Kristóf Gulyás Gergely sagte im Zusammenhang mit der Einrichtung des Untersuchungsausschusses, dass man gerne herausfinden würde, ob an den Fällen zwischen Ruszwurm Kft. und der lokalen Regierung ein öffentliches Interesse bestehe. Seiner Beschreibung zufolge ist das betroffene Unternehmen seit 2011 im Bezirk I tätig, zahlte jedoch seit 2016 weder Miete noch andere Pflichtbeiträge an die Gemeinde. Nach Angaben des Unternehmensleiters fuhr der Vertreter fort:

Im Jahr 2019 trat Márta V. Naszályi mit dem Angebot an ihn heran, den Rechtsstreit beizulegen, wenn er seinen Bürgermeisterwahlkampf mit 20 bis 30 Millionen Forint unterstützen würde.

Laut Kristóf Gergely Gulyás zeigt der Fall auch das

Das Polizeipräsidium des Komitats Pest führt Ermittlungen wegen des begründeten Verdachts der Annahme von Bestechungsgeldern.

Nach Angaben des Vertreters der Kommunalverwaltung hat Márta V. Naszályi nach seiner Wahl zum Bürgermeister den Rechtsstreit zwischen der Kommunalverwaltung und der Ruszwurm Kft. für mehr als ein halbes Jahr ausgesetzt, und in dieser Zeit traf sich das Unternehmen mehrmals. mit seinem Anführer. Es sei auch bekannt – so Kristóf Gergely Gulyás weiter –, dass in mehreren Fällen Vertragsentwürfe ausgearbeitet wurden, von denen keiner dem Vertretungsorgan vorgelegt wurde.

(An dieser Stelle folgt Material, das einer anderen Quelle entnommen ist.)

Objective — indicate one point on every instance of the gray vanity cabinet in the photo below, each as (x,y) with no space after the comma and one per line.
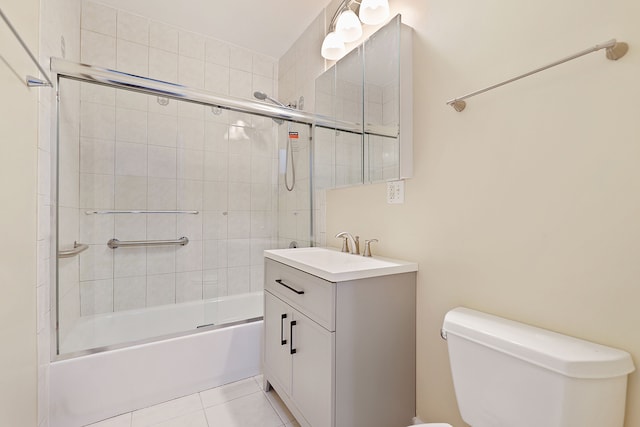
(341,354)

Er fügte hinzu:

Im vergangenen Jahr wurde rechtskräftig entschieden, dass die Ruszwurm Kft. zwei Konditoreien und ein Lager zurückgeben muss, die sie seit 2016 ohne Eigentumsrecht nutzt. Das Gericht ordnete außerdem die Rückzahlung von Schulden in Höhe von Hunderten Millionen Forint an

sagte Gergely Kristóf Gulyás.

Es wurden keine substanziellen Maßnahmen ergriffen, bis Miklós Szamos die Korruptionsvorwürfe erhob

fügte der Bezirksvertreter hinzu. Wie er sagte: Dies sind Umstände, die untersucht werden müssen.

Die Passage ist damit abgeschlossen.